# Pluralistic Approach to Decoding Motor Activity from Different Regions in the Rodent Brain
##### Project Contributors: Narotam Singh, Vaibhav, Rishika Mohanta, Prakriti Nayak

##### Done as part of [Neuromatch Academy](https://github.com/NeuromatchAcademy/course-content) July 13-31 2020

## Population Spike Code Approach Pipeline

The original data is from Steinmetz, Nicholas A., et al. "Distributed coding of choice, action and engagement across the mouse brain." Nature 576.7786 (2019): 266-273. It was then further cleaned to consider only recordings from motor related areas with more than 50 neurons from atleast 2 mice. We only considered the the open loop condition ie. data between stimulus onset and go cue to avoid representations of moving stimulus from appearing in the neural data we are analysing. 

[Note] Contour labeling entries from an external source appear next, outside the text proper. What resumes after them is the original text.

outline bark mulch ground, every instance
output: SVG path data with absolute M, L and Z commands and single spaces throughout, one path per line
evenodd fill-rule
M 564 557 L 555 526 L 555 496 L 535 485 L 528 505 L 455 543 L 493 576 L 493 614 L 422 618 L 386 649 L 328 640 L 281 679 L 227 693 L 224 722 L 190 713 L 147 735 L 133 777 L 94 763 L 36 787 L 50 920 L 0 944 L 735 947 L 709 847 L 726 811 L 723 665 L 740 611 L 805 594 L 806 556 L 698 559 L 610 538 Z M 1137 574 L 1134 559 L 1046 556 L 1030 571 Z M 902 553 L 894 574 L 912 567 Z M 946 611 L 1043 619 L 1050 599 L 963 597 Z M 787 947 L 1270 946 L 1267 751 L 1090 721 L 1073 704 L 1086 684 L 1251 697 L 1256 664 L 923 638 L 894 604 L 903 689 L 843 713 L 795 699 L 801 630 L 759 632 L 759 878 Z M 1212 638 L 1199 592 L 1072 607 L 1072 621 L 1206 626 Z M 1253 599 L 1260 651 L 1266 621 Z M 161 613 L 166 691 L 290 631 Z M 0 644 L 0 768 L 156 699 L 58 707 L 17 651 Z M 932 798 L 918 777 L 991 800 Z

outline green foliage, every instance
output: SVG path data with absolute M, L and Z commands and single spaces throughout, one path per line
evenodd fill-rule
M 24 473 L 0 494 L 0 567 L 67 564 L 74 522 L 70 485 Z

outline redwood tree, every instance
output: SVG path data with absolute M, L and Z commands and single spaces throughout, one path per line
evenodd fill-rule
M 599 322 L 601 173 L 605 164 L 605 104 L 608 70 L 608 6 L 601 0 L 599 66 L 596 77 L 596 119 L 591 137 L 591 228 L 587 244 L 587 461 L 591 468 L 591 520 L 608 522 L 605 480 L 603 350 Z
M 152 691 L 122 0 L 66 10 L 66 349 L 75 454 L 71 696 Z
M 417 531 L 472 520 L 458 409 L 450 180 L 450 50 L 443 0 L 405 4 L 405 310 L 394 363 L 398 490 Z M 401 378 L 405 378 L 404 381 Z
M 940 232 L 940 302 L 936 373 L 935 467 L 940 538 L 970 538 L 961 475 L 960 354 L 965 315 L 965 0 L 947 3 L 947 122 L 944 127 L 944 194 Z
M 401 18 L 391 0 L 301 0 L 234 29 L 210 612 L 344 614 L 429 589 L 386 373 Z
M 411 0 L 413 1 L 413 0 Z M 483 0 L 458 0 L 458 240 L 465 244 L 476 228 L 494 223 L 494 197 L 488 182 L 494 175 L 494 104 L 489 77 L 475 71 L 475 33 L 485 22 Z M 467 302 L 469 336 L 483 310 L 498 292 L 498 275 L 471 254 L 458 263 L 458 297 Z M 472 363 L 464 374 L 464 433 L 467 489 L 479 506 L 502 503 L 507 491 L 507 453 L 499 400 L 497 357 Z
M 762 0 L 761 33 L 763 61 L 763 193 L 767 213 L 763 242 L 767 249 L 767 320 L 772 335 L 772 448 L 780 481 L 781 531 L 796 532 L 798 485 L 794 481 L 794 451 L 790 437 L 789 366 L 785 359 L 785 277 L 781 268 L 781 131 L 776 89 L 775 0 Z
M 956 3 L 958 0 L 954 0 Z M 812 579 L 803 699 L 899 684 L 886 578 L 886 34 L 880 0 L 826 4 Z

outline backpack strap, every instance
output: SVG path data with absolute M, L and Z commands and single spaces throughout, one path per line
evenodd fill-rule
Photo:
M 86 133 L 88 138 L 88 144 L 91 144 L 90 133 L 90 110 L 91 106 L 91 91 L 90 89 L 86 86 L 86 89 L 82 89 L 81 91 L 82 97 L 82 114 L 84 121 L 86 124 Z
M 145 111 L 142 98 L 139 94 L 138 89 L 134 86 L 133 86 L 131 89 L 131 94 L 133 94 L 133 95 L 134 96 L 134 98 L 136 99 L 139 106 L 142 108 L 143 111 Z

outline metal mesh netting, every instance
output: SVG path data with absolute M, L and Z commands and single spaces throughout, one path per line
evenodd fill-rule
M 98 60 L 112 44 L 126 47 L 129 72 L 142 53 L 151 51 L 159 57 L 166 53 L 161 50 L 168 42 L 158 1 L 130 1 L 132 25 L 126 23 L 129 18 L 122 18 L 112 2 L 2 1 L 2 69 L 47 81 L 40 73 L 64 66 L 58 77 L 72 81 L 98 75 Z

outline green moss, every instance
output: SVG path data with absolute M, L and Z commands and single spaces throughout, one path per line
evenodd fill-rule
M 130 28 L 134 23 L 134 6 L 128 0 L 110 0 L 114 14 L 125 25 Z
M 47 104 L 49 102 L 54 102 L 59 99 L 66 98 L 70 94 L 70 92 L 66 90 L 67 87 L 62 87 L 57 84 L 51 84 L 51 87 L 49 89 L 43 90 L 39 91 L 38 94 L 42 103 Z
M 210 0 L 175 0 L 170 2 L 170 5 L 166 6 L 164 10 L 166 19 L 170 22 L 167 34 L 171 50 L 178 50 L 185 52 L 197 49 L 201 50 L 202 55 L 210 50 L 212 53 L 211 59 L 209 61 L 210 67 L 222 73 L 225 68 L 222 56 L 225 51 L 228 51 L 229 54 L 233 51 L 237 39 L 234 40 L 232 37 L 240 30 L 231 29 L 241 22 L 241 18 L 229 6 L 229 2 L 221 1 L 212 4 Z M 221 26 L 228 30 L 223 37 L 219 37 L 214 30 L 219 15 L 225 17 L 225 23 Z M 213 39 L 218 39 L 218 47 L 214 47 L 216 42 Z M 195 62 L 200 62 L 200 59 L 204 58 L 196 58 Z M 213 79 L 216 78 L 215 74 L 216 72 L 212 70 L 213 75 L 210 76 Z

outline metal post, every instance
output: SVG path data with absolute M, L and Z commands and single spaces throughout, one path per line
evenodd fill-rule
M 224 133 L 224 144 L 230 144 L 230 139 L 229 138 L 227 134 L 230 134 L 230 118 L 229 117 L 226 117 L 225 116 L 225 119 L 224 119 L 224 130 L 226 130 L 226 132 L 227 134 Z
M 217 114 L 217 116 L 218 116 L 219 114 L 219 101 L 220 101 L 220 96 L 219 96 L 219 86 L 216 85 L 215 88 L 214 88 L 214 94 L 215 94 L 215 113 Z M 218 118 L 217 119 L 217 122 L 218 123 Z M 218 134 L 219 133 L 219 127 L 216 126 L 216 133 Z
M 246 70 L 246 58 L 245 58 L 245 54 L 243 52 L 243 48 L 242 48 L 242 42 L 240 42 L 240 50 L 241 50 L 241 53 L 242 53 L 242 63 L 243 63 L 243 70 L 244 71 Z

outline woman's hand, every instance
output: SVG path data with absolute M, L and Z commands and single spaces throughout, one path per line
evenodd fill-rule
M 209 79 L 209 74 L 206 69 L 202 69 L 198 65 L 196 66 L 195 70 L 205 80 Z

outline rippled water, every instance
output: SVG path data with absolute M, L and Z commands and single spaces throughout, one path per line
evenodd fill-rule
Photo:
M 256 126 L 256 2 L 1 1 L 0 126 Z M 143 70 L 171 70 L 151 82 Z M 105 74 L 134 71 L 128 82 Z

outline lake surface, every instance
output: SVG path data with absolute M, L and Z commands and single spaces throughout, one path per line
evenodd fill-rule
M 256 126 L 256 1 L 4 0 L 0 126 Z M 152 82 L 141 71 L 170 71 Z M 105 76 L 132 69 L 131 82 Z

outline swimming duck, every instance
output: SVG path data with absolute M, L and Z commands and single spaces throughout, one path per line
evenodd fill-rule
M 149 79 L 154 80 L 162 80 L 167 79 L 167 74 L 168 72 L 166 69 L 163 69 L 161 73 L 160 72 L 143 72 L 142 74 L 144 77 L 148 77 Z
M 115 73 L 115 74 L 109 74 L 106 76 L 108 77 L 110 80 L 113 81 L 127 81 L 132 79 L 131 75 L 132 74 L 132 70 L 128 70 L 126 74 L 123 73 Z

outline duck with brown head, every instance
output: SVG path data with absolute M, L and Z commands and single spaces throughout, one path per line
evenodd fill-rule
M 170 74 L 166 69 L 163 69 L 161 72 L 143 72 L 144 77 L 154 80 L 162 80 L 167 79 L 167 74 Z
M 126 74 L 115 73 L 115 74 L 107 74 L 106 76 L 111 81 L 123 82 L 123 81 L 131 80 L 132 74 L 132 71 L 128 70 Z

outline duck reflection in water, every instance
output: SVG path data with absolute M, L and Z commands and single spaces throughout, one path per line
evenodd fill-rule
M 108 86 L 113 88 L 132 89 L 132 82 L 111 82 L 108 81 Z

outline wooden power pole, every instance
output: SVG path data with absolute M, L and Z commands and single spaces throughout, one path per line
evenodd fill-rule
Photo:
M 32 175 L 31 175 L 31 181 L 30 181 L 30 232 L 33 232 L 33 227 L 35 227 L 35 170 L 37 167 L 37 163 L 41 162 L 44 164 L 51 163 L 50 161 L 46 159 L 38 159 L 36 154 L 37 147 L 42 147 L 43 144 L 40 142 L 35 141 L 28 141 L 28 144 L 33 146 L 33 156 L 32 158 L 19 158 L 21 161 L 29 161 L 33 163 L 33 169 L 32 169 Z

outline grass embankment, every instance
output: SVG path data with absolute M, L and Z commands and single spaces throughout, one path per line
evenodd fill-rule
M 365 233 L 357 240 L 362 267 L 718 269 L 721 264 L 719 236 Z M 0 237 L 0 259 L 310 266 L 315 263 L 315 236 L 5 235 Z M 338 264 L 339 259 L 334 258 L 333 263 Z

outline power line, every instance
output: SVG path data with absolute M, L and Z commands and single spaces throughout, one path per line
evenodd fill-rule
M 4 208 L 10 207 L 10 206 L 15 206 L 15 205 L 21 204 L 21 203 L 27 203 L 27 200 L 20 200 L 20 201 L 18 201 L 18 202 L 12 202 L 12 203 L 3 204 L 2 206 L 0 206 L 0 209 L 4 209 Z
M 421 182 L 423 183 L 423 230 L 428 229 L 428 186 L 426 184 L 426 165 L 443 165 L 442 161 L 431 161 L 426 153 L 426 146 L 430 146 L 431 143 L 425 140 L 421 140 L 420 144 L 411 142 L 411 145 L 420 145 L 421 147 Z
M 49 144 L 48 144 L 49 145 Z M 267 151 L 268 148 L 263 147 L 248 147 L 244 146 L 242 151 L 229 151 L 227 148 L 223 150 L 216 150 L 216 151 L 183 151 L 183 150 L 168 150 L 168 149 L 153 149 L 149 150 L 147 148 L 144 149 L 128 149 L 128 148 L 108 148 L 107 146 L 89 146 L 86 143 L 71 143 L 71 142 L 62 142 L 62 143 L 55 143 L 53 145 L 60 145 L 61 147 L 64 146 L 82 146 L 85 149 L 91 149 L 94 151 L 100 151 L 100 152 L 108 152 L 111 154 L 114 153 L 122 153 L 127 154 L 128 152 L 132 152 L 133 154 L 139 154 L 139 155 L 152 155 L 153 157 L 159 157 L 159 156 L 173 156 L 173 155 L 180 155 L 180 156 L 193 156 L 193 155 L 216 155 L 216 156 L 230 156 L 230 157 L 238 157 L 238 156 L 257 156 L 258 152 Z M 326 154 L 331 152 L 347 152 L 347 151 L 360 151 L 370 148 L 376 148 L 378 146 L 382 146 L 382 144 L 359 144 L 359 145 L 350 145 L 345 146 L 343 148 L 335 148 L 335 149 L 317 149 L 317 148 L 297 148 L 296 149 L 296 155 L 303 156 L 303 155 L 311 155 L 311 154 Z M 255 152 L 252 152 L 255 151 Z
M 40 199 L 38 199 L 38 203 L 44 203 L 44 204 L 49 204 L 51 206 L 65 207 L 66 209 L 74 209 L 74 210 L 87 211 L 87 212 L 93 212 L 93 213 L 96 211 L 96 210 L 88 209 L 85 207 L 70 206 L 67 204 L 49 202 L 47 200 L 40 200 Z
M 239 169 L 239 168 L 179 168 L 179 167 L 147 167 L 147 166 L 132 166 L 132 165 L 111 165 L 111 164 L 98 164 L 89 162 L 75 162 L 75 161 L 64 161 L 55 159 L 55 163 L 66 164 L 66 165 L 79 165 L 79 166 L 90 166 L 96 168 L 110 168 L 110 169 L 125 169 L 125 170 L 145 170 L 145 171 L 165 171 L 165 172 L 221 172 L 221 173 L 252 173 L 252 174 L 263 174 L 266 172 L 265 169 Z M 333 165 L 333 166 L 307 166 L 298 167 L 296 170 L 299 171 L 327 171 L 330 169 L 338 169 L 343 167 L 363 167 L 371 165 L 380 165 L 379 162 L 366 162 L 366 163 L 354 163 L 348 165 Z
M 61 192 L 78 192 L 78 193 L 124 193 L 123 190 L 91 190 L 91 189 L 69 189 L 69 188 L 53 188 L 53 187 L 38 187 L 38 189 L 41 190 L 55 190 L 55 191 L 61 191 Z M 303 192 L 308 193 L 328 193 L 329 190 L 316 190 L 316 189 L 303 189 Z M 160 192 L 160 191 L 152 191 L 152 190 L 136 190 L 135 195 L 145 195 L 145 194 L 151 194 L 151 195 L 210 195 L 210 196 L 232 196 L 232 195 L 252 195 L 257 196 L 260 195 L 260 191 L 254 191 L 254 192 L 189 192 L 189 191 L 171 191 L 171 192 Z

We implemented a General Linear Model with Spiking History pipeline in ``python 3.6`` to decode the motor output (``wheel``) from the neural spike data from 50 randomly sampled neurons from 100 randomly sampled trials from different (Session, Brain Area) pairs. We implemented this using Cross Validated Ridge Regressor in the ``scikit-learn`` package.  The length of the temporal kernel ie. the spiking history required for the decoding models to decode optimally can vary from region to region. So we evaluate different kernel sizes between 50 to 250ms and choose the optimal kernel size for analysis.

### Import packages

In [None]:
import numpy as np
from sklearn.linear_model import LinearRegression,SGDRegressor,RidgeCV
from sklearn.linear_model import BayesianRidge
import matplotlib.pyplot as plt
from scipy.stats import linregress
from sklearn.metrics import r2_score
import pandas as pd
from numpy.random import default_rng

### Import Data

In [None]:
alldata = np.load('../cleaned_dataset/train.npz', allow_pickle=True)['arr_0']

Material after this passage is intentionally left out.